Genetic Analysis Workshop 15: gene expression analysis and approaches to detecting multiple functional loci
- Heather J Cordell1Email author,
- Mariza de Andrade2,
- Marie-Claude Babron3,
- Christopher W Bartlett4,
- Joseph Beyene5,
- Heike Bickeböller6,
- Robert Culverhouse7,
- L Adrienne Cupples8,
- E Warwick Daw9,
- Josée Dupuis8,
- Catherine T Falk10,
- Saurabh Ghosh11,
- Katrina A Goddard12,
- Ellen L Goode2,
- Elizabeth R Hauser13,
- Lisa J Martin14,
- Maria Martinez15,
- Kari E North16,
- Nancy L Saccone7,
- Silke Schmidt13,
- William Tapper17,
- Duncan Thomas18,
- David Tritchler19,
- Veronica J Vieland4,
- Ellen M Wijsman20,
- Marsha A Wilcox21,
- John S Witte22,
- Qiong Yang8,
- Andreas Ziegler23,
- Laura Almasy24 and
- Jean W MacCluer24
© Cordell et al; licensee BioMed Central Ltd. 2007
Published: 18 December 2007
This issue of BMC Proceedings contains the proceedings of Genetic Analysis Workshop (GAW) 15, which was held November 11–15, 2006, in St. Pete Beach, Florida, USA. The GAWs began in 1982 and are now held in even-numbered years. They provide a forum for investigators interested in identifying genetic effects on complex diseases to evaluate and compare novel and existing statistical methods. The purpose of these Workshops is to allow the comparison of statistical methodologies for genetic epidemiology using common, well described data sets. Prior to each GAW, topics are chosen, one or more existing data sets are selected, and a set of simulated data is created that permits investigation of current questions of broad interest in statistical genetics. These data are made available to any scientist who requests them, and their analyses of these data are presented at the Workshop. Participation in the Workshop is open to anyone who submits an analysis of one of these data sets, provides data, or participates in Workshop organization. More information about GAW, including details of upcoming Workshops, may be found at http://www.gaworkshop.org.
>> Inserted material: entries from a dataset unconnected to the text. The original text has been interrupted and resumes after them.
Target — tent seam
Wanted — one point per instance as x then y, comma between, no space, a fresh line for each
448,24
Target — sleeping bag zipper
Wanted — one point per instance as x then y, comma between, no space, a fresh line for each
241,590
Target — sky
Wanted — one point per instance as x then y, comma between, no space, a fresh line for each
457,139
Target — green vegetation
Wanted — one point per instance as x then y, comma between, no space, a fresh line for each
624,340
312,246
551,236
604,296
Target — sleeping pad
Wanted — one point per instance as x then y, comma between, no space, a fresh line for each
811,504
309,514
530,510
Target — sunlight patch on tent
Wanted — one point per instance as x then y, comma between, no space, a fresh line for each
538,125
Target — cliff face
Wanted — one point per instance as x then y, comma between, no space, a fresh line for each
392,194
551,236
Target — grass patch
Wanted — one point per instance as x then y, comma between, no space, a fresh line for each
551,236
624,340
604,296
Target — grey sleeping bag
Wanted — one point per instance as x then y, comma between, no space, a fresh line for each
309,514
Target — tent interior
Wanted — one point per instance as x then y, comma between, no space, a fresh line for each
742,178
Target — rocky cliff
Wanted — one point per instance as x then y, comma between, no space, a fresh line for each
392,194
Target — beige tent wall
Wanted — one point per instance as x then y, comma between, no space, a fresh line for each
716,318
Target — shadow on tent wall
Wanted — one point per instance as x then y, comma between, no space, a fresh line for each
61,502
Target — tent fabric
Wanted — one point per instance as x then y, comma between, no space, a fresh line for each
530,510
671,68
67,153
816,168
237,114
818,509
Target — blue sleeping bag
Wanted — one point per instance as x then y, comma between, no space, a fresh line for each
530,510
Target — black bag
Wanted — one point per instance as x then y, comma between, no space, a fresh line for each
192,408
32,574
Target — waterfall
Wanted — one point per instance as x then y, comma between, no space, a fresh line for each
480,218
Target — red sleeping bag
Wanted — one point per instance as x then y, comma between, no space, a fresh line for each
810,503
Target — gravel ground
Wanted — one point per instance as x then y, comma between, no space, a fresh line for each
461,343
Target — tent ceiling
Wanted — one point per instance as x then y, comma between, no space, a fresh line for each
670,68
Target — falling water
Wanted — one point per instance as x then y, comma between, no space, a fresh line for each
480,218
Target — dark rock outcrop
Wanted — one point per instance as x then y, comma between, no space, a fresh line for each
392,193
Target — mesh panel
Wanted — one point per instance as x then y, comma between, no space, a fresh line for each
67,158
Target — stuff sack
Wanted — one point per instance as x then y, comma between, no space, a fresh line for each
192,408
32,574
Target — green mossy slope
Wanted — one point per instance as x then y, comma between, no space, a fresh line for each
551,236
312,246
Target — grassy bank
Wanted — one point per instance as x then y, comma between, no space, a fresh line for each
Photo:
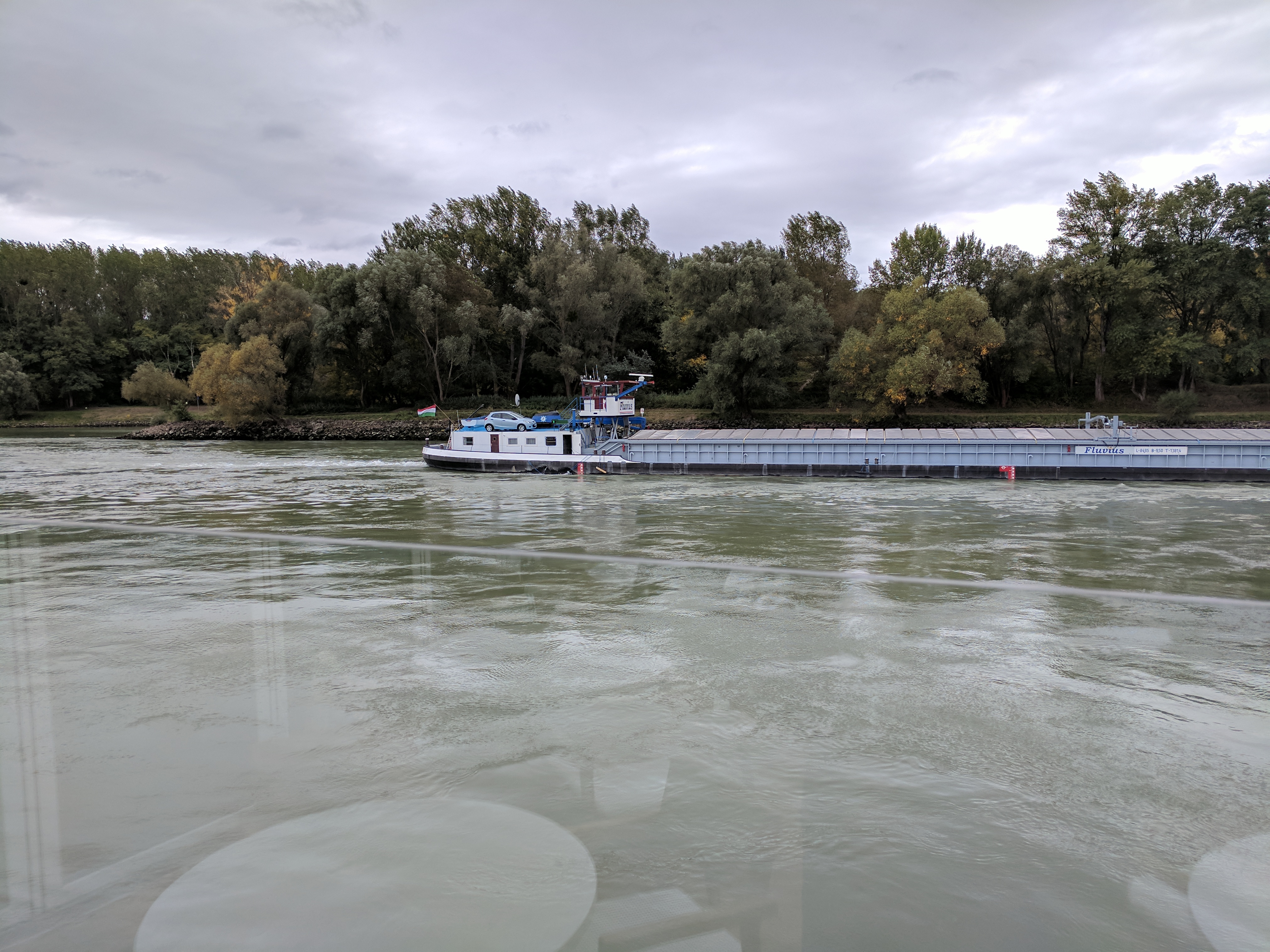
686,418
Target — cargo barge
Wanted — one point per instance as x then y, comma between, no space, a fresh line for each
1098,448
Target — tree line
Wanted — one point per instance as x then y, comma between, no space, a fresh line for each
491,296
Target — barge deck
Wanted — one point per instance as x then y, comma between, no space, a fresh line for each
1025,454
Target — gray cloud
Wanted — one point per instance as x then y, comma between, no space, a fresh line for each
933,77
717,120
136,176
281,130
337,14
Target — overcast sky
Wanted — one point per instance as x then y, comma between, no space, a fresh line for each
308,127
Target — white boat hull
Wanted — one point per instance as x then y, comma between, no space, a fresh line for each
445,459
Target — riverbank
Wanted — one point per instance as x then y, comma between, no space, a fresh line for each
295,430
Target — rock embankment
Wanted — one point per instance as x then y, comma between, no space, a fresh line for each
295,430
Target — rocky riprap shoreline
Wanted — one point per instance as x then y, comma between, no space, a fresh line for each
295,430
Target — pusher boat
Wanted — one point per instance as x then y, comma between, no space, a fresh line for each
557,442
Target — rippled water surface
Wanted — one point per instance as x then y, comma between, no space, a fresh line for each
856,766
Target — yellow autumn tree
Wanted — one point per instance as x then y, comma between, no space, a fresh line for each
243,383
154,388
247,285
922,346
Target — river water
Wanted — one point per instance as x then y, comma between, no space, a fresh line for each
863,766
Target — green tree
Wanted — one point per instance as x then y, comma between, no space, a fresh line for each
1000,276
818,247
921,347
584,290
746,323
1208,277
1102,229
921,257
426,313
69,357
16,391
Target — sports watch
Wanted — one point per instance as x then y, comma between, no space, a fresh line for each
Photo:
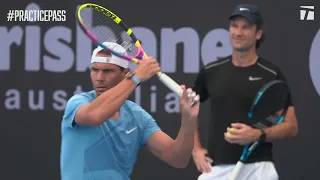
262,137
133,77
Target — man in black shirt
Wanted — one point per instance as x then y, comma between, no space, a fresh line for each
230,84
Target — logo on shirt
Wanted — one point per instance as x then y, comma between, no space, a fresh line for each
254,78
315,62
131,130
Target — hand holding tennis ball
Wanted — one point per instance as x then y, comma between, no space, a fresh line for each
230,133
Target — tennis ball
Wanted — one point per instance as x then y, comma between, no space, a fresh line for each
229,133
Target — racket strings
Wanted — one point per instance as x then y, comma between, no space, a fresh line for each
270,106
106,30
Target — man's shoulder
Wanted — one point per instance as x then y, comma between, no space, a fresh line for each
132,106
218,63
89,94
268,66
135,109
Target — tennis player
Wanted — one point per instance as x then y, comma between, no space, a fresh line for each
102,131
230,84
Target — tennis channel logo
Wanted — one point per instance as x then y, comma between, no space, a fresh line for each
60,49
31,14
314,63
307,13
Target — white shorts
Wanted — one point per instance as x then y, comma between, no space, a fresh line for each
253,171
Three data sets (two empirical and one simulated) were distributed for GAW15, addressing two general classes of problems: 1) the genetics of expression, and 2) methods for dissection of complex traits. For the first time, one of the real data sets included RNA expression data from microarrays (Problem 1). Analyses of these data by GAW15 participants were focused primarily on expression data as quantitative traits in linkage and association scans and on methods for extracting additional information from the massively multivariate nature of the data set, which included literally thousands of quantitative traits. The second real data set (Problem 2) provided opportunities to address such methodological problems as separating multiple functional loci within a region of linkage or association, and linkage and association analyses of markers in the pseudoautosomal region of the X chromosome. The simulated data set (Problem 3) for GAW15 was based on the Problem 2 data set to allow participants to address complementary questions in a data set with a known genetic architecture. Here we provide a brief summary of the data sets; further details can be found in Cheung and Spielman , Amos et al. , and Miller et al.  in this issue.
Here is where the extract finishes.